La crise touche d'une part les populations les plus fragiles à savoir les sans-abris. Au total, 330.000 personnes sont sans domicile. Un chiffre qui a plus que doublé en dix ans. De même, le nombre d'enfants à la rue augmente. Plus de 8.300 personnes, dont 2.800 mineurs ont été refusés chaque soir par le 115 à l'automne dernier, contre 6.300 un an plus tôt.
La saturation de l'hébergement d'urgence n'est plus un problème hivernal mais persiste désormais toute l'année, déplore la fondation, malgré l'augmentation du nombre de places. La Fondation Abbé Pierre s'inquiète ainsi d'une hausse des expulsions locatives, qui ont atteint un niveau record en 2022 (17.500), selon son rapport annuel sur le mal-logement publié mercredi.
Outre l'hébergement d'urgence, l'hébergement social a également de son côté « connu une chute brutale », relève le rapport.

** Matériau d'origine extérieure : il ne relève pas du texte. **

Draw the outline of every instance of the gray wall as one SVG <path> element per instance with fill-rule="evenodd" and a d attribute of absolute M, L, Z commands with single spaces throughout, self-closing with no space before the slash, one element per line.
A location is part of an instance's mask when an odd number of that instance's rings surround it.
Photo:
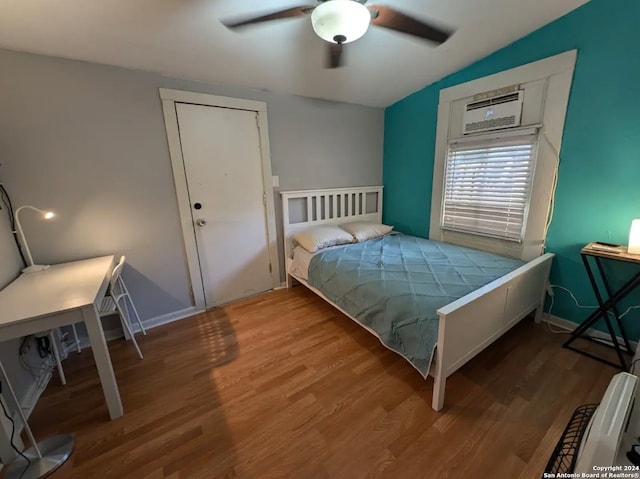
<path fill-rule="evenodd" d="M 191 305 L 159 87 L 265 101 L 281 190 L 382 181 L 382 109 L 8 50 L 0 72 L 0 177 L 58 214 L 24 212 L 36 262 L 126 254 L 143 319 Z"/>

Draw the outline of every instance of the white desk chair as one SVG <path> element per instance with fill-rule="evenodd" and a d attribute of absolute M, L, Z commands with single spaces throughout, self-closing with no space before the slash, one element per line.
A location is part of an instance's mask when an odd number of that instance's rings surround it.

En effet, les demandes de logement social sont au plus haut : 2,6 millions de ménages figurent sur liste d'attente aujourd'hui, alors qu'elles étaient 2 millions en 2017.

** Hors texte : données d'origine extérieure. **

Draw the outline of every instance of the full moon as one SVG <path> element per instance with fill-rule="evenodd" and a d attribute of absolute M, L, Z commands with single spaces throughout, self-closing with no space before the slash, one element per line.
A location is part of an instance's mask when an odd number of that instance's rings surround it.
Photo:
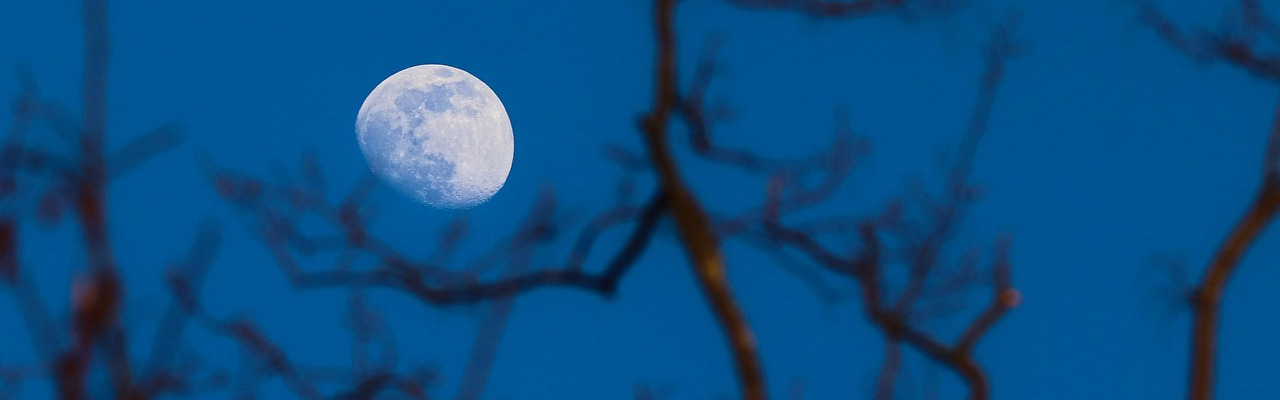
<path fill-rule="evenodd" d="M 447 65 L 410 67 L 373 88 L 356 116 L 369 168 L 418 202 L 462 209 L 507 181 L 515 141 L 498 95 Z"/>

En parallèle, l'habitat « indigne », dont les logements portent atteinte à la santé, la sécurité ou à la dignité humaine, pèse plus que jamais sur le quotidien des ménages les plus modestes. Au total, près de 600.000 logements seraient concernés (dont 150.000 en Outre-mer), souligne le rapport. Un million de personnes vivrait alors dans un habitat que l'on considère « indigne ».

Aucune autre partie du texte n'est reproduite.